E a gente ACEITA essa situação numa boa. Sério. Não me diga que você se sente "indignada", pois sei que não é a verdade: você, como eu, só se sente indignada quando é de sua interesse. Pois se a gente parou para analisar e tomássemos uma posição REALMENTE indignada, estaríamos na rua, juntos com aquele economista e guardador de carros que deu um soco na Secretário de Ordem Público Alex Costa na semana passada.

Prostituta alguma quer seus sentimentos de tristeza, Poliana. Querem condições dignas de trabalho e o fim da estigmatização da profissão. Querem educação para seus filhos e opções de trabalho que podem pagar mais que um salário mínimo e que não envolvem a venda de sexo. Querem arranjar um homem rico para casar. Querem clientes finos, que as tratam bem. Querem o fim dos subornos policiais e da crescente criminalização da profissão por vias do Cavalo de Troia que é o movimento anti-tráfico.

Querem muitas coisas, as putas.

Agora, nunca ouvi uma prostituta sequer dizer, "Sabe que me falta na vida? O sentimento sincero das patricinhas."

E antes de você se revoltar, sim, você é "Patricinha" para elas e eu "Mauricinho". Não adianta fugir do rótulo.

É bom saber exatamente quanto vale seu sentimento nesse mundo.

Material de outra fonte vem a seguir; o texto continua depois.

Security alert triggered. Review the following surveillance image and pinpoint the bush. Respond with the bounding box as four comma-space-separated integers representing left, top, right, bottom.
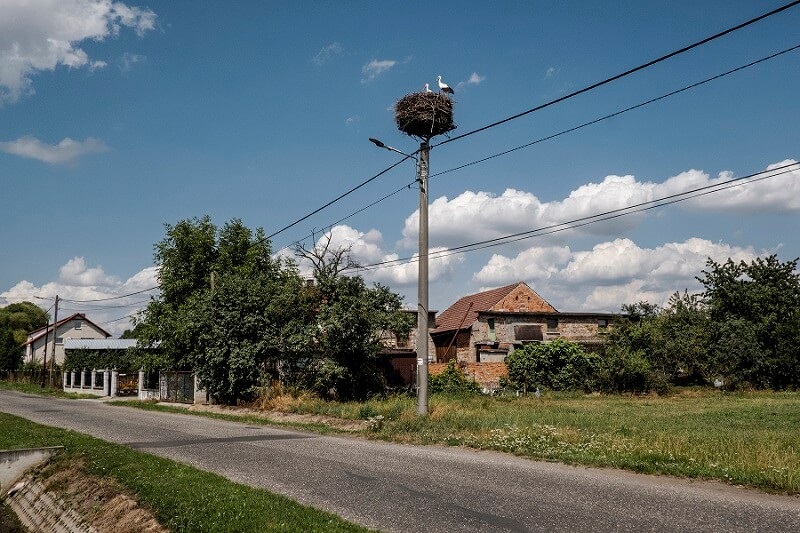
428, 360, 481, 394
598, 345, 669, 393
506, 339, 600, 392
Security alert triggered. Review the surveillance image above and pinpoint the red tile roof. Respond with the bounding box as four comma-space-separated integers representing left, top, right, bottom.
436, 281, 556, 332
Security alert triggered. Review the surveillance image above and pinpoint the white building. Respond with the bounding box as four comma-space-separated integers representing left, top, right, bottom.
24, 313, 111, 366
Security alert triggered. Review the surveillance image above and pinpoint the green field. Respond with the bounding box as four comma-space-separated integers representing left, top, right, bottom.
231, 390, 800, 494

Se você tem interesse em ajudar as prostitutas, posso te dar um monte de sugestões. Mas se a única coisa que você vai fazer é sentir triste e afirmar que você já sabe tudo ao respeito das condições de trabalho delas... Bom, eu diria que este sentimento tem muito mais a ver com você e suas necessidades emocionais do que com a situação dessas trabalhadoras.